Il decreto legislativo n. 36/2021 contiene, infatti, un apposito titolo, il VI (artt. 43-50), rubricato “Disposizioni in materia di pari opportunità per le persone” e diviso in due capi, che trattano l’attività sportiva che anche gli atleti paralimpici potranno svolgere all’interno dei Gruppi sportivi dei Corpi civili e militari dello Stato. Saranno così istituite apposite sezioni presso le Fiamme Azzurre, Fiamme Oro, Vigili del fuoco, Difesa e Fiamme Gialle, per permettere di praticare lo sport al massimo livello e al fine di curare, per il meglio, lo sviluppo tecnico agonistico.

Per quanto riguarderà le concrete modalità di gestione ed organizzazione delle Sezioni paralimpiche, il decreto rimette la loro disciplina a specifici regolamenti che saranno adottati, in una fase successiva, dai soggetti posti al vertice del rispettivo Corpo. Il reclutamento nei gruppi sportivi civili sarà compiuto mediante pubblico concorso, trattandosi in definitiva di pubblico impiego, e, pertanto, i suoi requisiti e le sue modalità saranno stabiliti da un apposito decreto del Ministero dell’Interno, che dovrà essere emanato entro tre mesi dall’entrata in vigore del testo legislativo; mentre per il gruppo dell’esercito dal decreto del Ministero della Difesa.

In questo modo vi è la piena equiparazione tra atleti normodotati e atleti paralimpici sotto il profilo economico, previdenziale e contributivo e sono inoltre riconosciute le medesime qualifiche e la stessa progressione di carriera, nei gruppi civili.
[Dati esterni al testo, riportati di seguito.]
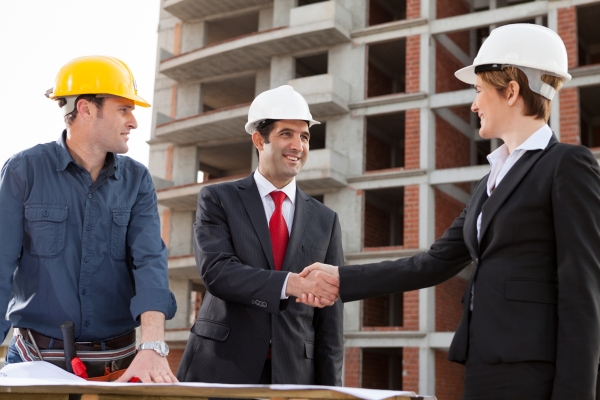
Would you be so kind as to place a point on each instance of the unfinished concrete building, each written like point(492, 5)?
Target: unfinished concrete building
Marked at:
point(396, 156)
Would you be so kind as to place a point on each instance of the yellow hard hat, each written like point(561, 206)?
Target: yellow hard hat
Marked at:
point(96, 75)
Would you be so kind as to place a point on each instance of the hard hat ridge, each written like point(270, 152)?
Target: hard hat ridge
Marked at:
point(279, 103)
point(534, 49)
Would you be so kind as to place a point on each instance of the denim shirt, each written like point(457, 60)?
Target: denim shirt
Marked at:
point(73, 250)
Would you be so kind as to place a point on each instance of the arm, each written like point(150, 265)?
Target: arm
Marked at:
point(576, 205)
point(149, 255)
point(328, 324)
point(12, 191)
point(147, 364)
point(224, 275)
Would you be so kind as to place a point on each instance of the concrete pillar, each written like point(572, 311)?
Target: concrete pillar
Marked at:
point(193, 36)
point(185, 164)
point(281, 12)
Sono così previste delle concrete possibilità di reimpiego futuro nel Corpo di Polizia penitenziaria, Polizia di Stato, Vigili del Fuoco, una volta terminata la carriera agonistica, ed anche per i gruppi militari, riguardo ai quali, infatti, è stabilita la valorizzazione dell’esperienza acquisita all’interno del gruppo sportivo militare per l’accesso ai ruoli del personale civile del Ministero della Difesa o del Ministero dell’economia e delle finanze.

Più in generale, l’art. 50 prevede che l’attività svolta da atleti paralimpici, che siano stati tesserati presso i suddetti gruppi sportivi militari o gruppi civili dello Stato, maturato un periodo di almeno tre anni, permetterà loro di ottenere un titolo preferenziale nell’ambito delle assunzioni obbligatorie che sono regolate dall’art. 3 della legge n. 68/1999 (quote riservate all’assunzione di personale affetto da disabilità).

E difatti il primo di questi decreti è stato emanato il 21 settembre 2022 e porta la firma del Capo della Polizia, con cui è stato indetto un concorso pubblico per reclutare 14 atleti riconosciuti di interesse nazionale e paralimpico dal Comitato Italiano paralimpico, i quali saranno inquadrati come agenti e assistenti tecnici del personale della Polizia di Stato. Si auspica allora che ulteriori bandi seguano presto, una volta che il decreto legislativo sarà entrato, a tutti gli effetti, in vigore.

Si evince quindi che il tema della disabilità e dello sport paralimpico sia proprio il dettaglio che rivela, più chiaramente, l’obiettivo perseguito dal legislatore statale in tema di sport e propriamente lavoro sportivo. È evidente infatti come la ratio sottesa alla riforma sia stata quella di riordinare una serie di posizioni e di riorganizzare a più livelli l’attività sportiva: così la parificazione tra atleti paralimpici e normodotati, ma anche il superamento della netta distinzione tra atleti professionisti e dilettanti e la decisa promozione della parità di genere.

Quanto sopra in perfetta sinergia con il nuovo art. 33 della Costituzione che riconosce il valore educativo, sociale e di promozione del benessere psicofisico dell’attività sportiva, questa volta per davvero, in tutte le sue forme.

Si auspica quindi il completamento di questa apertura, assicurando la totale inclusione e consentendo magari la piena realizzazione del diritto allo sport anche per quei soggetti affetti da disabilità che però svolgano semplicemente attività sportiva di base. Per tale categoria, sul piano internazionale ed unionale, sono già presenti normative e raccomandazioni agli Stati, affinché applichino a livello nazionale i principi fissati in atti quali la Convenzione ONU sui diritti delle persone con disabilità. Tali atti sicuramente potranno assurgere da punto di partenza per un ulteriore intervento del legislatore al fine di attuare concretamente il diritto allo sport, senza alcuna distinzione, fin dalla più giovane età.